West Texas intermediate crude closed at $87.27 a barrel Monday and Brent crude was $113.08 a barrel.

"The two prices don't look anything alike now," Williams said.

West Texas crude is based on delivery prices to Cushing, Okla. Oil delivered to Cushing mostly serves refineries in the Midwest, because there are no pipelines to carry the oil south, Williams said.

"Right now at Cushing, there are 34 million barrels of oil, but the refineries only need an inventory closer to 20 million barrels," Williams said. "There is way too much crude at Cushing. The crude at Cushing is artificially below international market prices. The rest of the crude oil we use in the U.S. is tied to world prices [such as for Brent crude]." Most of the oil refined in the U.S. is not refined through Cushing, he said.

Refiners in most of the country are paying the higher Brent crude price, Williams said. Gasoline sold in Arkansas is delivered from the Gulf Coast and refined from Brent crude, Williams said.

"It is like what would happen if Florida had a good crop of oranges but there was no way to get them outside of the state," Williams said.

Gasoline refiners are shipping oil out of Cushing by truck and rail to take advantage of the lower price, Williams said. But they are only delivering about 300,000 barrels a day south from Cushing, a small percentage of the 15 million barrels of oil refined daily in the U.S., he said.

There is a pipeline that is being proposed to be built from Canada through Cushing to the Gulf Coast, but it still must receive approval from the U.S. State Department, said Mike Right, spokesman for AAA. Even after approval is received, it will be years before the pipeline can be completed.

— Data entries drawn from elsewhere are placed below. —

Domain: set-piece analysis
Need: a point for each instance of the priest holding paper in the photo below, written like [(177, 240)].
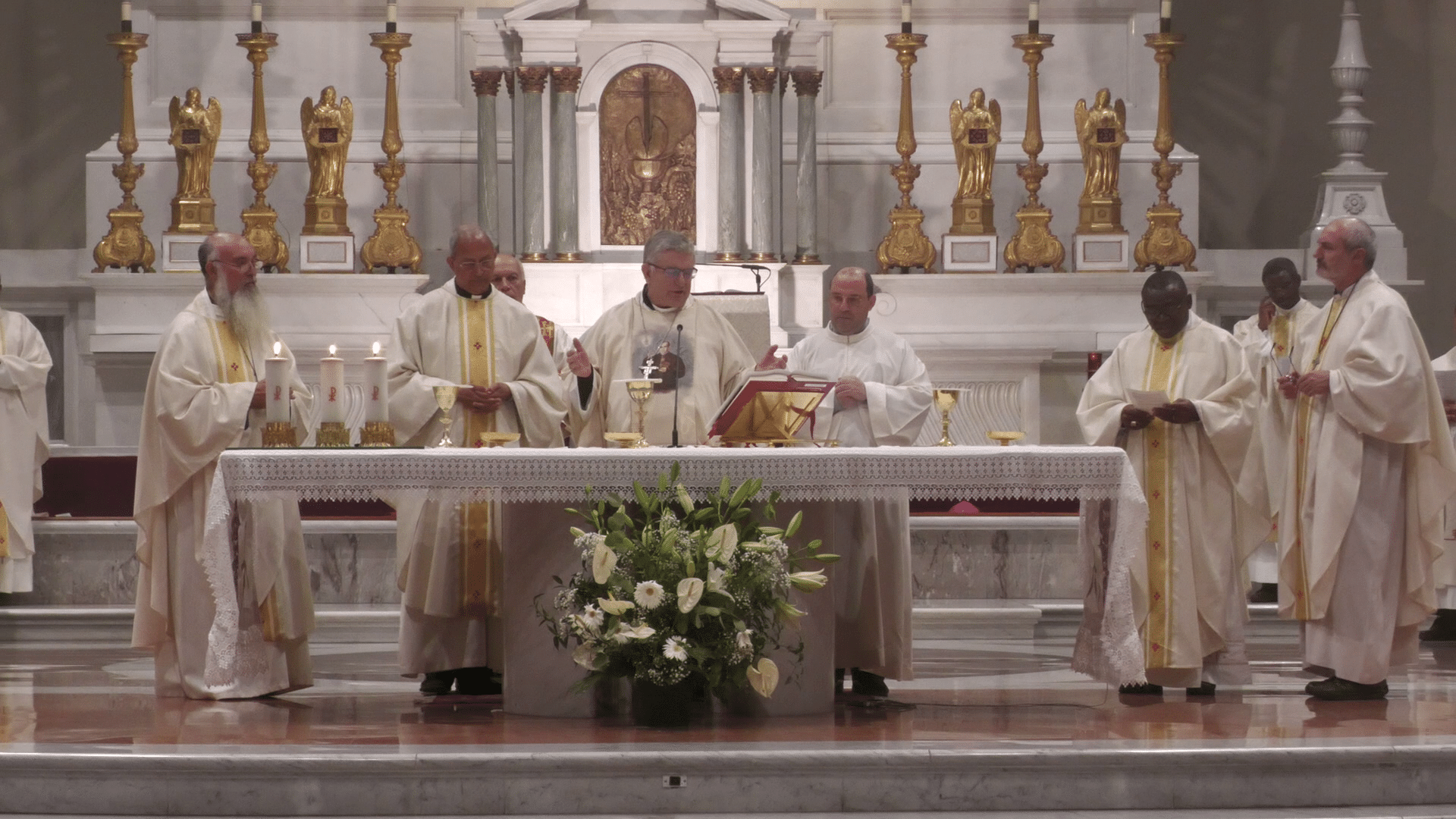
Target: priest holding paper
[(1370, 469), (708, 357), (881, 398), (206, 394), (1177, 397), (24, 442), (468, 337)]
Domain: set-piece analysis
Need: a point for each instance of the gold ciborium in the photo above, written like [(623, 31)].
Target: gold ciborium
[(444, 398), (946, 401)]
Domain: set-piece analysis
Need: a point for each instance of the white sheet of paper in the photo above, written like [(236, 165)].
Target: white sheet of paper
[(1147, 398)]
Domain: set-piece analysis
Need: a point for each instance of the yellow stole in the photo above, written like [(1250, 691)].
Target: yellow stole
[(479, 541), (1299, 567), (1158, 468)]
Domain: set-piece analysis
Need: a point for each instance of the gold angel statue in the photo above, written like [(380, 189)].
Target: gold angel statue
[(976, 133), (327, 131), (194, 137), (1103, 133)]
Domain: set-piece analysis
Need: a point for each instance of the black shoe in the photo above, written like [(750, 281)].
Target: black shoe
[(437, 682), (1345, 689), (868, 684), (479, 681), (1204, 689)]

A study released Friday by the State Department determined that the pipeline could be built and operated with a minimum of environmental concerns.

The pipeline, known as the Keystone XL, would stretch from Alberta and Saskatchewan in Canada, through Montana and South Dakota, down through the Midwest and Oklahoma, before being routed to refineries in Texas on the Gulf coast.

Critics say the oil it would carry – extracted from an area known as the "oil sands" or "tar sands" – is especially dirty, takes an excessive amount of energy to get out of the ground and poses a threat to wildlife along the project's 1,711-mile course.

Meanwhile, there have been few claims that oil companies are price gouging.

"In almost all states, which govern gouging laws, gouging is always in connection with a natural disaster," she said. "You can get fined if the dramatic, unjustified price increase happens when there's been a natural disaster. So when you have this creeping anomaly in the price of gasoline, the laws are generally not there to get at it."

Cooper, with the Consumer Federation of America, said the refining industry has become highly concentrated.

"There have been attorneys general who have complained at the state level [about high gasoline prices]," Cooper said. "But essentially our antitrust officials and consumer protection officials have to have a lot of backbone and right now they don't. They won't fight with the oil companies."